Je me demandais bien quel sujet allait alimenter ma chronique cette semaine lorsque la triste nouvelle est tombée: Jean-Guy Rioux, un de nos plus grands Acadiens, un de nos plus actifs, n’est plus. Je ne suis pas seulement attristée, je suis bouleversée.

Des gens comme lui, il y en a peu: il était là quand je suis «entrée en francophonie» dans les années 1970 et il y était encore jusqu’à tout récemment. Dans notre Acadie et dans la Francophonie en général, Jean-Guy a tout fait, occupé toutes les fonctions, œuvré au sein de toutes les batailles. Je l’ai mieux connu lorsqu’il était à la Société de l’Acadie du Nouveau-Brunswick, puis lors de sa présidence de la Fédération des communautés francophone et acadienne, une fonction difficile marquée par le grand chantier de réorientation de toute la francophonie canadienne. Puis ce fut la présidence du Congrès mondial acadien de 2009, un défi relevé haut la main et, là encore, ce n’était gagné d’avance. Il tirait de toutes ces expériences une profonde connaissance de notre milieu, parfois si divisé, des écueils parsemés sur la route des uns et autres et il n’était ni avare de conseils, ni réticent à donner son opinion.
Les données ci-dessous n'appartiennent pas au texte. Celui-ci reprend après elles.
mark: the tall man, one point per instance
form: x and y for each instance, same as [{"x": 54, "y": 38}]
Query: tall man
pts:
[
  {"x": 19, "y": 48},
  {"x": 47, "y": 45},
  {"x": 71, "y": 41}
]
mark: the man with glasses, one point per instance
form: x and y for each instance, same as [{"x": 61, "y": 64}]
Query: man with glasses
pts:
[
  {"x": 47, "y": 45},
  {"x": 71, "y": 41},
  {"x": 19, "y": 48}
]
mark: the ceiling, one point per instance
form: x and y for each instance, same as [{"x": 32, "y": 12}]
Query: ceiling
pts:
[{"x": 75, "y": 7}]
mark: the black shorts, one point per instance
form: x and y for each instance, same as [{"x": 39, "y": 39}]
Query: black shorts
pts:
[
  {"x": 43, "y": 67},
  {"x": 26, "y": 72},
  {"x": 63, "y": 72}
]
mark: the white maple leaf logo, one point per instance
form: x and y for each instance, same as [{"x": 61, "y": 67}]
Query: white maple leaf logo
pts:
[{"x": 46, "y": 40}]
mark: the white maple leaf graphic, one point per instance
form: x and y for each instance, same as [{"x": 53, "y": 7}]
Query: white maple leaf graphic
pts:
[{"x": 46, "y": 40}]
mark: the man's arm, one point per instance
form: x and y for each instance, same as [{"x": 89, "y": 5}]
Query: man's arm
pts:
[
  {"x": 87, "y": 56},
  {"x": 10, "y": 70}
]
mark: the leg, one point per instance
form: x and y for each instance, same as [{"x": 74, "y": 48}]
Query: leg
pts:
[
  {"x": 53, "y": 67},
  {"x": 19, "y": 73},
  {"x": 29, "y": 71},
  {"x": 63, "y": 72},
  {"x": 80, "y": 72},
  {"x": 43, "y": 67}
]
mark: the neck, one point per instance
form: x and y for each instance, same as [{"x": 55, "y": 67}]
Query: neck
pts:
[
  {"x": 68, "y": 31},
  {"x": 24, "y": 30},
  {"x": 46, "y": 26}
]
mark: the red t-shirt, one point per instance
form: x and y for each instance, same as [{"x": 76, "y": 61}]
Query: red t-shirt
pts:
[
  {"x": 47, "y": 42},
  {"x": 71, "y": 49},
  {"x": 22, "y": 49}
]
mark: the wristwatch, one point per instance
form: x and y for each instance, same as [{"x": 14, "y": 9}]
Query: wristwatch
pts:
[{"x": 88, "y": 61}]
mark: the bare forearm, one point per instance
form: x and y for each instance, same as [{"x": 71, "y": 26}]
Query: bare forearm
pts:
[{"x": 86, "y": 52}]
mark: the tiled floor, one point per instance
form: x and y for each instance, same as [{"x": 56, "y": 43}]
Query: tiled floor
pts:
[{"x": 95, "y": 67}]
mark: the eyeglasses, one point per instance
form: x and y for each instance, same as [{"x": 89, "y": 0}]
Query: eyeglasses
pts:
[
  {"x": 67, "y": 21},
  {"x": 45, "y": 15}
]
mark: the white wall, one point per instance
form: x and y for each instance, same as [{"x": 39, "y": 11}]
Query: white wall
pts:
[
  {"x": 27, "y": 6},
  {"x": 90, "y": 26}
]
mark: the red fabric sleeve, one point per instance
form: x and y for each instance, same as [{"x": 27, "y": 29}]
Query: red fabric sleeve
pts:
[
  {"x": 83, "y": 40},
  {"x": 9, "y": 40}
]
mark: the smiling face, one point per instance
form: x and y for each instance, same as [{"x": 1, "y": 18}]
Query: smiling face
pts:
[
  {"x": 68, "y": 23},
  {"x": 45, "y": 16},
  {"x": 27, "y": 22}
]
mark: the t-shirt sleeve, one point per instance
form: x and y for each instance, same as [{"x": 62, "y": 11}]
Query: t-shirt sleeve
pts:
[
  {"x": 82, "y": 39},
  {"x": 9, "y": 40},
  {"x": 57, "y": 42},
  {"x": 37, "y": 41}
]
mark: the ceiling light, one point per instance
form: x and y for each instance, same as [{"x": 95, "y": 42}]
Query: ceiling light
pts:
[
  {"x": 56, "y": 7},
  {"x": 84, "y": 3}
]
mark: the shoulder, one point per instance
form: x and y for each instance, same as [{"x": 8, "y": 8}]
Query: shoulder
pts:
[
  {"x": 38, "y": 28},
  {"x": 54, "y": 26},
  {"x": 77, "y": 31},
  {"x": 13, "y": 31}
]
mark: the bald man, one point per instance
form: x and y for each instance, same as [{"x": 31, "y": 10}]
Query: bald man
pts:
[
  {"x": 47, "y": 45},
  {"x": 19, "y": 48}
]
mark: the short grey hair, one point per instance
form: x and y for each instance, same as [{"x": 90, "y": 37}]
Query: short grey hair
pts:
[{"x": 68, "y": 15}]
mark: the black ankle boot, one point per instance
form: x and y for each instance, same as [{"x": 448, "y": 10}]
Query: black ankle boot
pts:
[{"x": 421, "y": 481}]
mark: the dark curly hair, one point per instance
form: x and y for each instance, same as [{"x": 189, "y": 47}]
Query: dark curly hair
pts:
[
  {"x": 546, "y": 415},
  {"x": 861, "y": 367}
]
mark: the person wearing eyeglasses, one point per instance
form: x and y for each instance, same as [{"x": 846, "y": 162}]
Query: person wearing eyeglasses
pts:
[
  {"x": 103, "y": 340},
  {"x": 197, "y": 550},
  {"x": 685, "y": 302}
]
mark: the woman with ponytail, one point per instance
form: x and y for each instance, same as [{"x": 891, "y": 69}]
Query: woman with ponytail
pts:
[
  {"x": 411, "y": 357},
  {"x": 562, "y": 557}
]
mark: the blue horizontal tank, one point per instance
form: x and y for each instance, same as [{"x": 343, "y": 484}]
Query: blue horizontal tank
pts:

Plus récemment, à l’heure où tant de gens, même les plus engagés, choisissent de se reposer, il avait décidé de s’impliquer de nouveau dans le domaine de l’éducation en devenant Président du conseil scolaire du Nord-Est, ce qui n’était sans doute pas de tout repos.

C’est que dans la famille Rioux, la francophonie, les droits individuels, ça a toujours été du sérieux. Que ce soit durant leur séjour en Afrique au titre de la coopération, à Ottawa pour la cause des femmes dans le cas de Paulette, son épouse, ou en Nouvelle-Écosse au service de la Fédération acadienne de la Nouvelle-Écosse pour Marie-Claude, sa fille, l’essentiel chez eux c’est de s’engager et de servir.

Elles ne sont pas nombreuses les familles acadiennes où cette notion de service est enseignée dès le plus jeune âge et où elle prime sur tout le reste. Merci Jean-Guy, et à Paulette et Marie-Claude… courage!